Google fires dozens of staff after protests against Israeli government contract
Google has fired 28 employees after protests on Tuesday in the company’s offices against their cloud contract with the Israeli government.
The employees were terminated on Wednesday following a sit-in protest inside Google’s offices in New York and Sunnyvale, California.
Dozens of Google workers made their way inside Google Cloud CEO Thomas Kurian’s office at the Sunnyvale office, as well as on the 10th-floor commons in New York City, according to No Tech for Apartheid, the organisation that led the protests.
“They refuse to leave until @google stops powering the genocide in Gaza,” the group added, showing pictures of protestors holding banners inside the offices, some of which said “no more genocide for profit” and “Googlers against genocide”.
The protests are directed at a $1.2bn contract entered into by Google and Amazon to provide cloud services to the Israeli government, known as Project Nimbus.
Google announced that it had since dismissed 28 workers from employment at the company after the protests, claiming they physically hindered the work of others and displayed “unacceptable behaviour”.
“A small number of employee protesters entered and disrupted a few of our locations,” a Google spokesperson told The Independent on Thursday.

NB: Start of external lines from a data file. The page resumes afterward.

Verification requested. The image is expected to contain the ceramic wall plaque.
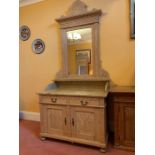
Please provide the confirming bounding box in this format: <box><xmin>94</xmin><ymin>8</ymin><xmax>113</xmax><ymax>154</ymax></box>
<box><xmin>32</xmin><ymin>39</ymin><xmax>45</xmax><ymax>54</ymax></box>
<box><xmin>19</xmin><ymin>25</ymin><xmax>31</xmax><ymax>41</ymax></box>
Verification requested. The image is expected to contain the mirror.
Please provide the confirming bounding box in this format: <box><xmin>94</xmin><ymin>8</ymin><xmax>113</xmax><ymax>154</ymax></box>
<box><xmin>56</xmin><ymin>5</ymin><xmax>105</xmax><ymax>80</ymax></box>
<box><xmin>67</xmin><ymin>28</ymin><xmax>93</xmax><ymax>76</ymax></box>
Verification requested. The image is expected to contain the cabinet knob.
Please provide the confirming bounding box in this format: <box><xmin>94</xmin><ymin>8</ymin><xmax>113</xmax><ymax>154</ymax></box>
<box><xmin>64</xmin><ymin>117</ymin><xmax>67</xmax><ymax>125</ymax></box>
<box><xmin>51</xmin><ymin>98</ymin><xmax>57</xmax><ymax>103</ymax></box>
<box><xmin>80</xmin><ymin>101</ymin><xmax>88</xmax><ymax>105</ymax></box>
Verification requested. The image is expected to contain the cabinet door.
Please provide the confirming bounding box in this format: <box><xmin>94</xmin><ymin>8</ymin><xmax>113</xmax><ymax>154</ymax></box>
<box><xmin>71</xmin><ymin>107</ymin><xmax>105</xmax><ymax>142</ymax></box>
<box><xmin>120</xmin><ymin>103</ymin><xmax>135</xmax><ymax>147</ymax></box>
<box><xmin>42</xmin><ymin>105</ymin><xmax>70</xmax><ymax>136</ymax></box>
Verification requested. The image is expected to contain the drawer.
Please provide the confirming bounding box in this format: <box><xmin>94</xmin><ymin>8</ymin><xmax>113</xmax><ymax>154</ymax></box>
<box><xmin>40</xmin><ymin>95</ymin><xmax>67</xmax><ymax>104</ymax></box>
<box><xmin>113</xmin><ymin>95</ymin><xmax>135</xmax><ymax>102</ymax></box>
<box><xmin>70</xmin><ymin>97</ymin><xmax>105</xmax><ymax>107</ymax></box>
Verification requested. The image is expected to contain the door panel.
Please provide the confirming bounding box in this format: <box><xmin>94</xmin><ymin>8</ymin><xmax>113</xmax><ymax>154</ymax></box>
<box><xmin>46</xmin><ymin>105</ymin><xmax>70</xmax><ymax>136</ymax></box>
<box><xmin>120</xmin><ymin>104</ymin><xmax>135</xmax><ymax>146</ymax></box>
<box><xmin>71</xmin><ymin>107</ymin><xmax>97</xmax><ymax>140</ymax></box>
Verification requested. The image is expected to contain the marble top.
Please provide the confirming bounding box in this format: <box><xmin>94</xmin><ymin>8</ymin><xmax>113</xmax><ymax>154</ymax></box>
<box><xmin>39</xmin><ymin>89</ymin><xmax>108</xmax><ymax>97</ymax></box>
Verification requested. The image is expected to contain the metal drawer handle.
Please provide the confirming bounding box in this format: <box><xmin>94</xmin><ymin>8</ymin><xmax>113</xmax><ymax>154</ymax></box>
<box><xmin>80</xmin><ymin>101</ymin><xmax>88</xmax><ymax>105</ymax></box>
<box><xmin>51</xmin><ymin>98</ymin><xmax>57</xmax><ymax>103</ymax></box>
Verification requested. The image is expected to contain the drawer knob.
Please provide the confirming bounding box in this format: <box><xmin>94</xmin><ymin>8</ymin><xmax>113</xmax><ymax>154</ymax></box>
<box><xmin>80</xmin><ymin>101</ymin><xmax>88</xmax><ymax>105</ymax></box>
<box><xmin>51</xmin><ymin>98</ymin><xmax>57</xmax><ymax>103</ymax></box>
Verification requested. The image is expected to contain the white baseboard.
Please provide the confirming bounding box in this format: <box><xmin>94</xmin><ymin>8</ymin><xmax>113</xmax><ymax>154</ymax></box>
<box><xmin>19</xmin><ymin>111</ymin><xmax>40</xmax><ymax>121</ymax></box>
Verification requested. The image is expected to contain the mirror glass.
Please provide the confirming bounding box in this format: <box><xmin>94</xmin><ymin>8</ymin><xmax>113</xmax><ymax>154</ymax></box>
<box><xmin>67</xmin><ymin>28</ymin><xmax>93</xmax><ymax>75</ymax></box>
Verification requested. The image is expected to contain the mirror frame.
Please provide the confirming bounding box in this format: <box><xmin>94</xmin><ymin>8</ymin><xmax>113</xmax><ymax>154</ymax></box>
<box><xmin>56</xmin><ymin>1</ymin><xmax>107</xmax><ymax>79</ymax></box>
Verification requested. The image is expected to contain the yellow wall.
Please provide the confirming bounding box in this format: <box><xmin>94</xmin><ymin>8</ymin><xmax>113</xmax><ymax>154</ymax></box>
<box><xmin>19</xmin><ymin>0</ymin><xmax>134</xmax><ymax>112</ymax></box>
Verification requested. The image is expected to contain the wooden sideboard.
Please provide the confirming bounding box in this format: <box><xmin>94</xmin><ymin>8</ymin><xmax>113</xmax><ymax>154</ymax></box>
<box><xmin>108</xmin><ymin>87</ymin><xmax>135</xmax><ymax>150</ymax></box>
<box><xmin>39</xmin><ymin>81</ymin><xmax>107</xmax><ymax>151</ymax></box>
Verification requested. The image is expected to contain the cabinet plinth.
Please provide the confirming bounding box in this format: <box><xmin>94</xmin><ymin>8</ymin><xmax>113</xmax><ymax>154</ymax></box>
<box><xmin>39</xmin><ymin>80</ymin><xmax>107</xmax><ymax>149</ymax></box>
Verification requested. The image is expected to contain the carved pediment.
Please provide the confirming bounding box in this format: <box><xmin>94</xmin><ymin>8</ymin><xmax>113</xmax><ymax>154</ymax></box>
<box><xmin>67</xmin><ymin>0</ymin><xmax>87</xmax><ymax>16</ymax></box>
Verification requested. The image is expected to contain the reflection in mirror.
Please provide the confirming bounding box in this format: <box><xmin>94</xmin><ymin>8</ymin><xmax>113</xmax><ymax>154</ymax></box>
<box><xmin>67</xmin><ymin>28</ymin><xmax>93</xmax><ymax>75</ymax></box>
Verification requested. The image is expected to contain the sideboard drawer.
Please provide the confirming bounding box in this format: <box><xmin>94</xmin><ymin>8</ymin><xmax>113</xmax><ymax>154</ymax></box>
<box><xmin>70</xmin><ymin>97</ymin><xmax>104</xmax><ymax>107</ymax></box>
<box><xmin>40</xmin><ymin>95</ymin><xmax>67</xmax><ymax>104</ymax></box>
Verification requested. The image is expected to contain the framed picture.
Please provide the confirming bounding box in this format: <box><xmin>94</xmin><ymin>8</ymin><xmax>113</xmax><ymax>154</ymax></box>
<box><xmin>32</xmin><ymin>39</ymin><xmax>45</xmax><ymax>54</ymax></box>
<box><xmin>19</xmin><ymin>25</ymin><xmax>31</xmax><ymax>41</ymax></box>
<box><xmin>130</xmin><ymin>0</ymin><xmax>135</xmax><ymax>39</ymax></box>
<box><xmin>76</xmin><ymin>49</ymin><xmax>91</xmax><ymax>63</ymax></box>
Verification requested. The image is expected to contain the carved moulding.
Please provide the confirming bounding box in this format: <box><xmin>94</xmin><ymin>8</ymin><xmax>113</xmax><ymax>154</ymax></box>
<box><xmin>56</xmin><ymin>0</ymin><xmax>109</xmax><ymax>80</ymax></box>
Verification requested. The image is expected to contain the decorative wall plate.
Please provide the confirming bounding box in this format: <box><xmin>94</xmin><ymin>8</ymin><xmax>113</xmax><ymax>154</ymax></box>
<box><xmin>32</xmin><ymin>39</ymin><xmax>45</xmax><ymax>54</ymax></box>
<box><xmin>19</xmin><ymin>25</ymin><xmax>31</xmax><ymax>41</ymax></box>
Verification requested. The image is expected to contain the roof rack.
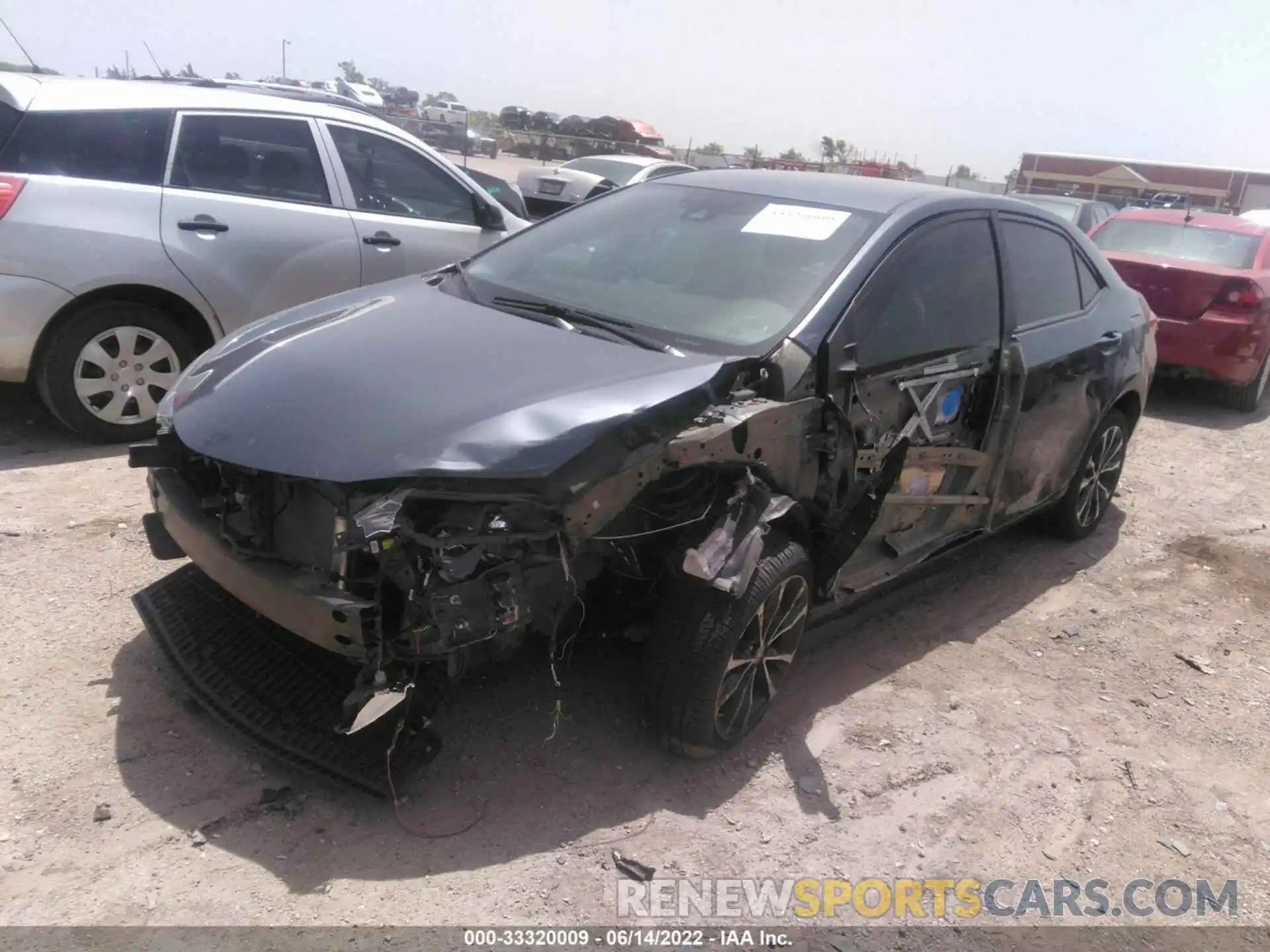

“Physically impeding other employees’ work and preventing them from accessing our facilities is a clear violation of our policies, and completely unacceptable behaviour.”
“After refusing multiple requests to leave the premises, law enforcement was engaged to remove them to ensure office safety,” the spokesperson added.
The Google spokesperson said the company would “continue to investigate and take action as needed”.
No Tech for Apartheid also captured the moment that several protestors were removed from their sit-in positions and arrested at the Google offices on both US coasts, including on its livestream of the Sunnyvale demonstration.
Nine people were reportedly arrested on trespassing charges, according to Bloomberg.
No Tech for Apartheid claimed in a statement after the terminations that Google had “indiscriminately fired” workers, including those who did not directly participate in the sit-ins.
“This flagrant act of retaliation is a clear indication that Google values its $1.2bn contract with the genocidal Israeli government and military more than its own workers,” the organisation added.
Some of the workers arrested amid the protest told CNBC on Wednesday that during the demonstration they were locked out of their work accounts and offices, placed on administrative leave and told to wait to return to work until being contacted by HR.
Cheyne Anderson, a Google Cloud software engineer, who had flown to Sunnyvale for the protest and was one of the workers who was arrested, told the outlet that she is “opposed to Google taking any military contracts – no matter which government they’re with or what exactly the contract is about”.
Another protestor, Hasan Ibraheem, told CNBC that it was weighing heavily on him that he was “receiving money from Google and Israel is paying Google”, adding that he felt he had a responsibility to act against the Nimbus project.
A Google spokesperson said that Nimbus is “not directed at highly sensitive, classified, or military workloads relevant to weapons or intelligence services”.
“We have been very clear that the Nimbus contract is for workloads running on our commercial cloud by Israeli government ministries who agree to comply with our terms of service and acceptable use policy,” they said.
“Google Cloud supports numerous governments around the world, in countries where we operate, including the Israeli government, with our generally available cloud computing services,” the spokesperson added.
The protest comes as Gaza’s Ministry of Health reported an updated death toll, saying that nearly 34,000 Palestinians have been killed amid Israel’s ongoing war against Hamas in Gaza.